They're also, apparently, in a bind with Comcast, their co-owners of Hulu, who are gearing up to demand Disney buy them out. Comcast is valuing it at around $70 billion, Disney values it way lower (around $20 billion by one report).

The Little Mermaid is not earning the overseas profits it needed to do, and seemingly on the second domestic weekend it also fell back (this is being blamed on the usual "racist backlash" but oh dear those racist East Asians who aren't going to see it, tsk tsk!). The fifth Indiana Jones movie is being re-cut, re-shot, scrapbooked and everything including the kitchen sink thrown at it because of the bad reception at Cannes and the vital need for it to make at least a billion when finally released.

Now the rumours begin:

(1) Disney only has $200 million in liquidity. Comcast is looking for way more, so they're looking at more layoffs, cancellation of projects, and even selling off IP and - rumoured - some of the parks?

(2) George Lucas rumoured to want to buy back Lucas Films?

It is all rumour and insider gossip at the moment and who knows how much is true at all, if any of it, but it's fun to watch in the context of Disney's fight with DeSantis and all the progressive chatter online about how DeathSantis is an idiot for taking on a company with such high-class expensive lawyers and deep pockets to fight court cases.

Looks like those pockets may not be so deep after all!

Not sure if this has been mentioned before, but on the topic of The Little Mermaid, I am extremely confused by the Rotten Tomatoes score. The "audience score" has been fixed at 95% since launch, which is insanely high. The critics score is a more-believable 67%. Note that the original 1989 cartoon - one of my favorite movies growing up, a gorgeous movie that kickstarted an era of Disney masterpieces - only has an 88% audience score. Also, Peter Pan & Wendy, another woke remake coming out at almost the same time, has an audience score of 11%. And recall that the first time Rotten Tomatoes changed their aggregation algorithm was actually in response to Captain Marvel's "review bombing", another important and controversial Disney movie.

If you click through to the "all audiences" score, it's in the 50% range. And metacritic's audience score is 2.2 out of 10. The justification I've heard in leftist spaces is that the movie's getting review bombed by people who haven't seen it. And there certainly is a wave of hatred for this movie (including from me, because the woke plot changes sound dreadful). How plausible is this? I haven't seen the movie myself, so it's possible that it actually is decent enough for the not-terminally-online normies to enjoy. But even using that explanation, how is 95% possible?
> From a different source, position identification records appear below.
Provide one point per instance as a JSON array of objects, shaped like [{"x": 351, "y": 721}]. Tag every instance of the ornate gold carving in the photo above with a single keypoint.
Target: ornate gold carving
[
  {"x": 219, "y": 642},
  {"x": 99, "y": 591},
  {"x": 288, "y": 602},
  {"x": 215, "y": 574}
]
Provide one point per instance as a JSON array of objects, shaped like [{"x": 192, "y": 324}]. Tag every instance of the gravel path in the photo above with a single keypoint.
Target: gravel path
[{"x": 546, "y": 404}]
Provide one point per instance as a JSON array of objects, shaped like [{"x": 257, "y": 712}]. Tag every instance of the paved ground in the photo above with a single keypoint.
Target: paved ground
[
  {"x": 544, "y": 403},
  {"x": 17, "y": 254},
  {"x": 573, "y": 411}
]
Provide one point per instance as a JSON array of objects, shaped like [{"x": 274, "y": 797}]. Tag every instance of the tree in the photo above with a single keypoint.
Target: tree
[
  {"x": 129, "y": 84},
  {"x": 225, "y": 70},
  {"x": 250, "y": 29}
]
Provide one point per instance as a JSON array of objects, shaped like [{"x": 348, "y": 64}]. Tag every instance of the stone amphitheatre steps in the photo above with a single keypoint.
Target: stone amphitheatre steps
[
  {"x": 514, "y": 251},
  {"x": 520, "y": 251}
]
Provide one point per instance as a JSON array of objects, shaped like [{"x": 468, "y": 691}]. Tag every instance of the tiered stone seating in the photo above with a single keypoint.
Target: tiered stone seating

Right now I only see two possibilities:

  • Rotten Tomatoes has stopped caring about their long-term credibility, and they're happy to put their finger on the scale in a RIDICULOUSLY obvious way for movies that are important to the Hollywood machine. I should stop trusting them completely and go to Metacritic.

  • People like me who have become super sensitive to wokeness already knew they'd hate the movie and didn't see it; for the "verified" audience, TLM is actually VERY enjoyable, and the 95% rating is real.

But, to be honest, I would have put a low prior on BOTH of these possibilities before TLM came out. Is there a third that I'm missing?

Rotten Tomatoes turned off reviewing unreleased movies just before Captain Marvel came out, but claim that they "definitely" didn't change the site to protect Captain Marvel. Given how much fudging of everything has happened in the world since then, I wouldn't be surprised if they are now willing to make up review scores to protect favored films.